How does compound frequency affect my returns?▾
More frequent compounding (daily vs annually) produces slightly higher returns because interest is calculated and added to the principal more often. However, the difference between monthly and daily compounding is usually very small.
What is the rule of 72?▾
The Rule of 72 is a quick way to estimate how long it takes to double your money. Divide 72 by your annual interest rate. For example, at 6% interest, your money doubles in approximately 72/6 = 12 years.
How much should I save monthly?▾
A common guideline is to save at least 20% of your after-tax income (the 50/30/20 rule). However, any amount invested consistently will benefit from compound interest over time.
What interest rate should I expect?▾
Cash savings accounts in the UK currently offer 3-5%. Stocks and shares ISAs have historically returned 7-10% annually over the long term, though with more volatility. The rate depends on your risk tolerance.
Does this calculator account for tax?▾
This calculator shows gross returns before tax. In the UK, you can shelter up to £20,000 per year in an ISA where growth is tax-free. Outside an ISA, you may owe tax on interest above your Personal Savings Allowance.
What is the Personal Savings Allowance?▾
Basic rate taxpayers can earn up to £1,000 in savings interest tax-free. Higher rate taxpayers get £500. Additional rate taxpayers get no allowance. ISA interest is always tax-free regardless.
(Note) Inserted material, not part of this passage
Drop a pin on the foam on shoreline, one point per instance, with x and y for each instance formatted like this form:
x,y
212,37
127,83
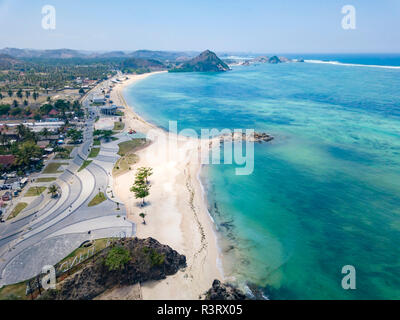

Is compound interest better than simple interest?▾
Yes, over time compound interest produces significantly more growth than simple interest. The longer the time period and the higher the rate, the bigger the advantage of compound interest.
How does inflation affect compound interest?▾
Inflation reduces the real purchasing power of your returns. If your investment returns 7% but inflation is 3%, your real return is approximately 4%. Always consider inflation-adjusted returns for long-term planning.
Can I lose money with compound interest?▾
With savings accounts, your principal is protected (up to £85,000 per bank under FSCS). With investments like stocks, the value can go down as well as up — compound growth assumes a consistent positive return, which is not guaranteed.